A novel I've wanted to read for quite a while but somehow hadn't got around to reading, Sayonara,Gangsters/ Sayounara Gyangu-tachi was published in Japan in 1982, translated by Michael Emmerich and published in English by Vertical Inc. The narrative of the book sometimes reminding me of Vonnegut and sometimes of Flann O'Brien's 1939 novel At Swim Two Birds, it blends surrealism, meta fiction, metaphor into a fantastic mix, the novel offers up many amusing scenes, and many unexpected twists and turns, including the poet Virgil as a refrigerator, an object called 'Some Incomprehensible Thing', (whose actions are incomprehensible to itself), a suicidal Ferris wheel, a security guard who doesn't know if he's working in a hospital or a hotel, to name but a few. The main protagonist is a teacher of poetry, the opening scenario is that of an assassination..by bubblegum, and then were introduced to a world set in what could be the future, a time though when you could change your name at the local city hall, everyone seemed to be doing it, although to change your name unofficially could have deadly consequences, a classmate of the narrator names himself, and the name kills him.Were also told about 'the gangsters' a notorious criminal gang. The poetry teacher meets a woman who he names The Nakajimi Miyuki Songbook, she has a cat called Henry IV, she hands him a piece on which she has written, Sayonara, Gangsters and explains that she used ,'to be a gangster but not anymore,so Sayonara,Gangsters is my name'. He recalls the time he met the gangsters, (in a bank raid), and takes us back to the time before he met Song Book, he had worked at a production line in a factory. He lived with a woman at this time and they had a daughter, who he calls Caraway but her mother calls Green Pinky.
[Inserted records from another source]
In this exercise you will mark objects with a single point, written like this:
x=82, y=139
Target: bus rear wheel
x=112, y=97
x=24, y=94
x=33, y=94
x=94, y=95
He describes the Poetry School he teaches at, which used to have tens of thousands of students, when asked to describe his job he explains 'I do almost nothing here. Pressed to explain, I might say that my job is conducting traffic'. A visit from a Jovian (someone from Jupiter), who points out differences between concepts of death and time, pointing out that on Jupiter 'we have a time whose quantity is not fixed'. Takahashi's prose has a rolling snowball quality to it, often something alluded to in one chapter or paragraph will feature prominently in the following one,which throws together seemingly unrelated scenarios and objects to great effect, usually ending in philosophical reflection, and sometimes just abruptly coming to an end, which gives the narrative alot of buoyancy. The gangsters make an appearance again nearer the end of the novel when four of them turn up and demand a poetry lesson, one of them begs Songbook to return to the fold, they're poetry lesson seems to give way to being an inquiry into the ethics of 'gangsterism', but the encounter ends up being a decisive shoot out with the police.Comparisons with Murakami Haruki are inevitable, maybe Takahashi's has his foot pressed a little harder on the acceleration pedal. But like many reviews I've read of this novel, to try and sum it up would be inadequate to describe this intriguing reading experience.